Apartado do leite materno, o potrinho já taludo e forte, foi apresentado pela primeira vez ao equipamento que o acompanharia pelo resto da vida: a charrete, uma charrete novinha em folha que aumentaria a renda daquela família de humanos. Agora mãe e filho eram colegas de trabalho.
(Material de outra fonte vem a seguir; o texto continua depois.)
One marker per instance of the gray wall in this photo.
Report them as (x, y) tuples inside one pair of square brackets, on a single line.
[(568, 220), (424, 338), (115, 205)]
De todo o aparato que lhe foi posto em seu primeiro dia de serviço, o freio era o mais penoso. Colocado na boca, sambava entre as mandíbulas, puxando-o para trás quando suas pernas teimosamente insistiam em andar fora do passo desejado pelo carroceiro. O peso da charrete acomodada nos seus costados por uma cangaia dificultava a locomoção. Mas suas pernas já estavam habituadas ao areal. O potro, já nominado cavalo, sustentava a charrete, mas ainda não conseguia fazê-la andar depois que o carroceiro montou no banco da frente. O peso quase fez arriar suas patas, que a muito custo mantiveram-se firmes. O carroceiro gritou, mas ele não se moveu. A visão era apenas frontal, tapada por uma viseira lateral que o impedia de ver os perigos ao redor, inclusive o de um chicote que bateu no seu espinhaço, fazendo com que o instinto, novamente ele, o empurrasse para uma ação típica de um cavalo: correr. E ele correu, mas apenas por poucos metros; o freio entrou em ação e domou seu instinto com outra dor, fazendo-o desacelerar e reavivando no seu cérebro de cavalo o conhecido mapa do trajeto entre o trapiche e a praia.
Estava feito. O potrinho era agora um cavalo treinado para puxar charretes com turistas na areia fofa de Galinhos, enquanto via outros potrinhos saltarem pelo mesmo areal, fustigados por outras crianças humanas, ambos treinando inconscientemente para ser aquilo: cavalos e carroceiros.